The film follows three of 16 finalists vying to become a Meilleur Ouvrier de France (Best Craftsman of France) at an event held, like the Olympics, every four years. Receiving the most screen time is Jacquy Pfeiffer, an ex-pat who's been living in Chicago, where he started the French Pastry School with Sébastien Canonne, who helps his pal train at Pfeiffer's childhood home in Alsace and figure out ways to shave seconds off piping wedding cakes.

In Luxembourg, we're introduced to Régis Lazard, making his second attempt at the contest and severely testing his wife's patience.

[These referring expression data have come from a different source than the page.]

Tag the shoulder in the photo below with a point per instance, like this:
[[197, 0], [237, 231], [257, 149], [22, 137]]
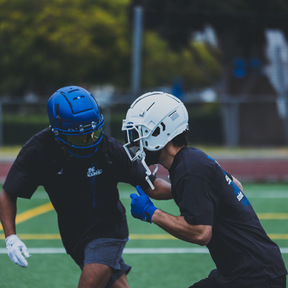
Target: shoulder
[[40, 145]]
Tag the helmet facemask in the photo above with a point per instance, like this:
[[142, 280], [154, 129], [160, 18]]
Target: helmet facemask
[[152, 121]]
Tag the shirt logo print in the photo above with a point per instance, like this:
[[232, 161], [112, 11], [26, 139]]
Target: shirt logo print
[[92, 172]]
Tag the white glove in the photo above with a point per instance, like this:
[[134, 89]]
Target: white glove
[[15, 249]]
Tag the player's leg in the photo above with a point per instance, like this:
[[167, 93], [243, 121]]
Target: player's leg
[[94, 275], [104, 265], [122, 282]]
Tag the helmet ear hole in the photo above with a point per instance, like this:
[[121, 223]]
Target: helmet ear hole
[[156, 132]]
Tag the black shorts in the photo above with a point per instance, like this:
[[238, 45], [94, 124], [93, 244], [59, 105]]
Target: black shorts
[[279, 282], [107, 251]]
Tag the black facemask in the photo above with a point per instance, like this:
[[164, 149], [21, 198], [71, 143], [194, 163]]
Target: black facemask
[[152, 157]]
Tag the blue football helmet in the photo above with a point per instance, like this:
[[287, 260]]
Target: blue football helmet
[[75, 120]]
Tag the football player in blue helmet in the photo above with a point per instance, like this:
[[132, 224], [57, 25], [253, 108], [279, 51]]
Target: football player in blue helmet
[[75, 120], [79, 167]]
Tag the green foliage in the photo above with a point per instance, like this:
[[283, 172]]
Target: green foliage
[[46, 44], [49, 44]]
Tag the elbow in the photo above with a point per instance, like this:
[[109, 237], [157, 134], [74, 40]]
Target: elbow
[[204, 237], [202, 240]]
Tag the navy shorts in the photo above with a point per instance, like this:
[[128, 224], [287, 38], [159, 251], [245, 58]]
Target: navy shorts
[[107, 251]]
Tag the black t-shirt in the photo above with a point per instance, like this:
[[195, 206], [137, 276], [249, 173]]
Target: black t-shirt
[[206, 195], [83, 191]]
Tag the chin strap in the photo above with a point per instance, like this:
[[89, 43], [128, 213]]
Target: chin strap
[[148, 173]]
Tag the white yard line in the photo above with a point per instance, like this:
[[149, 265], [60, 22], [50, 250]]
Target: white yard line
[[132, 250]]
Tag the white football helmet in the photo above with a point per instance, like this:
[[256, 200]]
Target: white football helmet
[[153, 120]]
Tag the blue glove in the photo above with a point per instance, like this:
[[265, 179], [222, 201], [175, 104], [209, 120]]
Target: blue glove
[[141, 206]]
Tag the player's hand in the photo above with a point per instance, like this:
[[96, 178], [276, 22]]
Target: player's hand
[[15, 249], [141, 206]]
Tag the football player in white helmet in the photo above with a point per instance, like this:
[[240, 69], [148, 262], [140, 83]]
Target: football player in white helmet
[[214, 210], [152, 121]]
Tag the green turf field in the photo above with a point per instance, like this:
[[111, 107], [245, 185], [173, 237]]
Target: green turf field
[[155, 268]]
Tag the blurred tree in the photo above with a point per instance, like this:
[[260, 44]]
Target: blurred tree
[[48, 44]]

First-time competitor Philippe Rigollot softly speaks of his work as the pastry chef at Maison Pic in southeastern France, the only three-star Michelin restaurant headed by a woman. This gender imbalance in high-end cuisine becomes even more glaring when you notice that all of the 16 pastry finalists are men (and white) and takes on extra meaning when judge Philippe Urraca warns the competitors about the grueling three days that lie ahead: "I don't mean to be harsh, but you have to be a man." (Turns out that Urraca is a bit of a crybaby himself.) The filmmakers show no curiosity about this all-male domain, much in the same way they fail to follow up on the nationalist anxiety articulated in Nicolas Sarkozy's blustery speech ("Excellence is earned!") presented to earlier contest winners, whose prize is a tricoleur collar. Sarko suggests that an emphasis on tradition and the fate of artisanal trades is integral to Gallic identity. But tootling along the French countryside to the soon excruciatingly jaunty Django Reinhardt score, Kings of Pastry continues its meringue-light focus.

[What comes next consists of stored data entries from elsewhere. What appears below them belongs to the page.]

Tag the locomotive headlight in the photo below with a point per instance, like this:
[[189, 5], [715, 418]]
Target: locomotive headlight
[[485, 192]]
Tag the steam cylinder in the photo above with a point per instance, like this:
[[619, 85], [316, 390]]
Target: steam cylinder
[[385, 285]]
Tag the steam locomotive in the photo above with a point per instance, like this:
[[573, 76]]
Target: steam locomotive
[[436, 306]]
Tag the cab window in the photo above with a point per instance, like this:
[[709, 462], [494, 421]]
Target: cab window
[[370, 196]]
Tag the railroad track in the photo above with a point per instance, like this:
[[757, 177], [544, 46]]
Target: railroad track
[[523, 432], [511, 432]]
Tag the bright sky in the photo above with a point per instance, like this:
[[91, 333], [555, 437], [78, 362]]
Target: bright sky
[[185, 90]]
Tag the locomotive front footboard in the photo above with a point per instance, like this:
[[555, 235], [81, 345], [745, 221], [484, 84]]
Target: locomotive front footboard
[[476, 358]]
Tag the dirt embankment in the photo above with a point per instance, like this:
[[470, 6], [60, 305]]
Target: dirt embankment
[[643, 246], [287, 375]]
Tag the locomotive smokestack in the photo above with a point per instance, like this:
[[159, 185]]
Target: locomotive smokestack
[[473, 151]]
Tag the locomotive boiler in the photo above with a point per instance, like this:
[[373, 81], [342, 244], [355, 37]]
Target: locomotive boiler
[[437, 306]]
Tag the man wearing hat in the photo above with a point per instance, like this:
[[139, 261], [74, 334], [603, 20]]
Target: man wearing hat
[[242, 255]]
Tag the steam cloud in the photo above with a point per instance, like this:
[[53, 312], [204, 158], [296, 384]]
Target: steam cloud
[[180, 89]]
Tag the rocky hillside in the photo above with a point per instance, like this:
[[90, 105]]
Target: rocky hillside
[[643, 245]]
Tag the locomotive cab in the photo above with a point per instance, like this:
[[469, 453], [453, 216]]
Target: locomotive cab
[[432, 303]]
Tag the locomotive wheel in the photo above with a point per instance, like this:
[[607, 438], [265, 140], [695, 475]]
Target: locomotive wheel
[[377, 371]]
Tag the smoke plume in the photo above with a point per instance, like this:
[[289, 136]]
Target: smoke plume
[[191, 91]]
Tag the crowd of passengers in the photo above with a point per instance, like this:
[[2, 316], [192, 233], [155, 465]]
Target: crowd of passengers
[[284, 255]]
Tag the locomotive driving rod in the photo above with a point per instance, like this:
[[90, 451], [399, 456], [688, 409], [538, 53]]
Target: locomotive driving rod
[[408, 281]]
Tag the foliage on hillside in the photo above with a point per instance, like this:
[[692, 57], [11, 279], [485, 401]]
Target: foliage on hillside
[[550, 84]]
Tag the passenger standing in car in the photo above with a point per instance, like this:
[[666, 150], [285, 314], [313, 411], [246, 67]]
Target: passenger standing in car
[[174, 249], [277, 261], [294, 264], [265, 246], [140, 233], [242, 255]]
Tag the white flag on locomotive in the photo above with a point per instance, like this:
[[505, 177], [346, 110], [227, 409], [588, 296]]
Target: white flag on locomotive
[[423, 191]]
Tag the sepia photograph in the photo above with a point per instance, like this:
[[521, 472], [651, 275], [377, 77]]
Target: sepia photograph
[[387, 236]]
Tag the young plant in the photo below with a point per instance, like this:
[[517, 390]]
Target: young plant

The thickener in the mix is the spirited testimony of the three exceptional gastronomes whom Hegedus and Pennebaker profile. It's a pleasure listening to the trio talk about their training, aspirations, and gourmand philosophies; in Chicago, Pfeiffer notes of his native versus adopted home: "All-you-can-eat: That doesn't exist in France. The idea is to eat the best possible food but in small quantities."

When the spotlight is on a sweet delicacy that you would actually want (or is even physically possible) to put in your mouth, viewers get a privileged look at the art of composing a cream puff, a lollipop, a bazillion-layered wedding cake. But most of the culinary footage is devoted to documenting — in flat, dull DV — the finalists' pièce montée, or "sugar showpiece," in which sucrose is manipulated for its chemical properties and dessert becomes a weird, often tacky sculpture.

The fragility of these outlandish concoctions — Rigollot's showpiece is topped by what looks like the silhouette of Mr. Monopoly's head — gives the film its cheapest suspense as we wait for the crystallized substances to shatter (and many do). One man wins the blue-white-and-red collar, one reconsiders how much more time he's willing to spend in his custom-built basement kitchen, one ends up getting married — and Hegedus and Pennebaker shift the focus entirely, in the film's most cavity-inducing moment, from macaroons to the macarena.